Story number two: When Quentin Tarantino’s film Pulp Fiction was to be released in Lebanon, the censors in Beirut were so offended by the director’s disjointed treatment of time that they demanded the film be recut to flow chronologically.

Story number three: In the spring of 1996, Israel bombed Hezbollah positions in Lebanon for sixteen days. A large number of children were wounded in the attacks, so international-aid agencies donated a surplus of tragically tiny prosthetic limbs. The wife of a prominent Lebanese politician took them all, sold them, and kept the money.

Story number four: Last year, a family of smugglers and bandits appeared on Lebanese television wearing ski masks and carrying Kalashnikovs, and announced that they had begun kidnapping foreigners in retaliation for the detention of one of their relatives. Within days, the Lebanese Army stormed the family compound. When the dust settled, both the kidnappers and the rescue team somehow had lost track of the captives.

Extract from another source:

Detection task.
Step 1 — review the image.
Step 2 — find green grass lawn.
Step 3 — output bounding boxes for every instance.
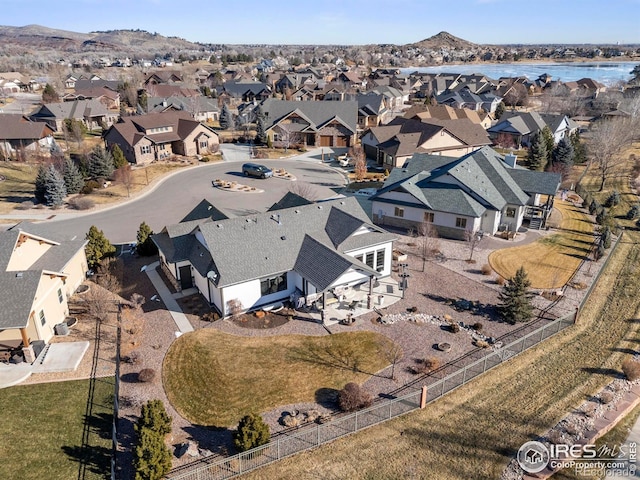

In the midst of the mayhem, the hostages had simply walked away.

All of these stories are apocryphal (the first is really just a joke). Yet there is truth in each of these urban legends about the staggering levels of brutality, confusion, corruption, and incompetence that have come to characterize daily life in the Lebanese capital. “What saves you from despair in Beirut is the very difficulty of living in it,” writes Etel Adnan in her book of epistolary essays, Of Cities and Women. “You’re caught in an exhausting game of mirrors,” Adnan adds. “There is so much uncertainty and the only truth you can hang on is pitiful. The fact that this is an unmanageable country.” What saves her readers from despair—particularly those of us who live here—are the stories to be found in the city’s chaos and jaded charm.

Kaelen Wilson-Goldie is a writer and critic based in Beirut.